Solar's biggest threat: Poor rate designs
In distributed and rooftop solar, Ghosh said, the economics are not as clear as in large scale solar because of many nuances and varying incentives.
The expanding battle in states over net energy metering (NEM) and rate design is a central question. Retail rate NEM was introduced in the 20th century as a convenience, not a calculation. It was intended to grow solar and it did.
But as rooftop solar owners’ electricity bills go down, their payments for bill infrastructure charges are reduced proportionally, Ghosh explained. “As solar rooftops proliferate, some utilities and regulators say those costs are being shifted to non-solar-owners.”
As a result, there is now much anti-NEM legislation and rate design review that will be decided in 2015, he said. “Watch those cases to know how the economics of rooftop solar will go.”
If utilities are successful at implementing rate design changes that capture fixed charges, it could curtail economic rooftop solar, Ghosh said. “But 20th century rate design with net energy metering does not account for the fixed cost in an appropriate manner and that rate design has to be changed.”
If the cost is not paid for appropriately, the problem multiplies, he said. “As solar gets more economic and more customers move away from the grid, it could cause a rate increase loop.

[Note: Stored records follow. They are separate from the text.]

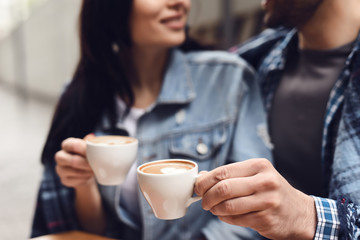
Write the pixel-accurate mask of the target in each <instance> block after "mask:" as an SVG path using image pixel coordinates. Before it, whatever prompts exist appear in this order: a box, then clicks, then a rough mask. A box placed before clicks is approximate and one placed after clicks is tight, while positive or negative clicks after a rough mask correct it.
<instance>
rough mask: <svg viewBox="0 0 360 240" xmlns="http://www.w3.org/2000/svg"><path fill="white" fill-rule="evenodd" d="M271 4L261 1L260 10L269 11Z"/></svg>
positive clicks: (269, 0)
mask: <svg viewBox="0 0 360 240" xmlns="http://www.w3.org/2000/svg"><path fill="white" fill-rule="evenodd" d="M271 2H272V0H262V1H261V7H262V9H264V10H267V9H269V7H270V5H271V4H272V3H271Z"/></svg>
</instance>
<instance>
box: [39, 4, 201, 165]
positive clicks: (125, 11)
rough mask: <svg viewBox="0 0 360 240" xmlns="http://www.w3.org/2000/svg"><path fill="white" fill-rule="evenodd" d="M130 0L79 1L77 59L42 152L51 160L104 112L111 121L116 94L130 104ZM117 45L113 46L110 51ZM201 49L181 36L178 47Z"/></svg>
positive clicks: (43, 162) (130, 12) (124, 100)
mask: <svg viewBox="0 0 360 240" xmlns="http://www.w3.org/2000/svg"><path fill="white" fill-rule="evenodd" d="M132 3H133V0H83V3H82V7H81V13H80V19H79V21H80V28H79V33H80V60H79V63H78V66H77V68H76V70H75V73H74V76H73V79H72V81H71V82H70V84H69V85H68V86H67V87H66V89H65V91H64V93H63V94H62V96H61V98H60V100H59V102H58V105H57V107H56V110H55V114H54V117H53V121H52V124H51V127H50V132H49V135H48V137H47V140H46V144H45V147H44V150H43V153H42V162H43V163H45V162H46V161H50V160H52V159H53V156H54V154H55V152H56V151H58V150H59V149H60V145H61V142H62V141H63V140H64V139H66V138H68V137H78V138H83V137H84V136H85V135H86V134H88V133H90V132H92V131H94V129H95V127H96V126H97V125H98V124H99V123H100V122H101V120H102V118H103V117H104V116H107V117H108V118H109V120H110V125H111V126H113V127H114V126H115V124H116V119H117V117H118V116H117V110H116V101H115V96H116V95H118V96H120V97H121V98H122V99H123V100H124V102H125V103H126V105H127V106H128V108H130V107H131V106H132V105H133V103H134V94H133V91H132V89H131V85H130V81H129V73H128V69H129V68H130V69H131V66H129V63H130V62H131V61H129V59H128V56H129V54H128V51H129V48H130V47H131V42H132V41H131V35H130V29H129V28H130V14H131V8H132ZM114 46H116V48H117V49H116V51H114ZM194 48H195V49H201V46H200V45H198V44H196V43H195V42H194V41H192V40H189V39H188V40H186V41H185V43H184V45H183V46H182V49H183V50H186V51H188V50H192V49H194Z"/></svg>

The more rates increase, the more customers will want to leave. And it gets worse and worse for the utilities.”
Kicker: More cost reductions coming
There is every indication the cost of solar will continue to go down, Ghosh said. Module efficiency, the biggest driver of cost reductions, continues to improve. As prices get better, competition increases and that will push out market inefficiencies like value pricing and grow new opportunities like building integrated photovoltaics.
Finally, solar is not one technology. Just as thin film created competition that produced higher efficiency silicon-based modules, perovskite now may be a silicon replacement.
“It is not at all market ready,” Ghosh said. “But its efficiency has increased from 2% to 20%, a learning curve we have not seen historically. Given the rate of change of these technologies, we have to pay attention.”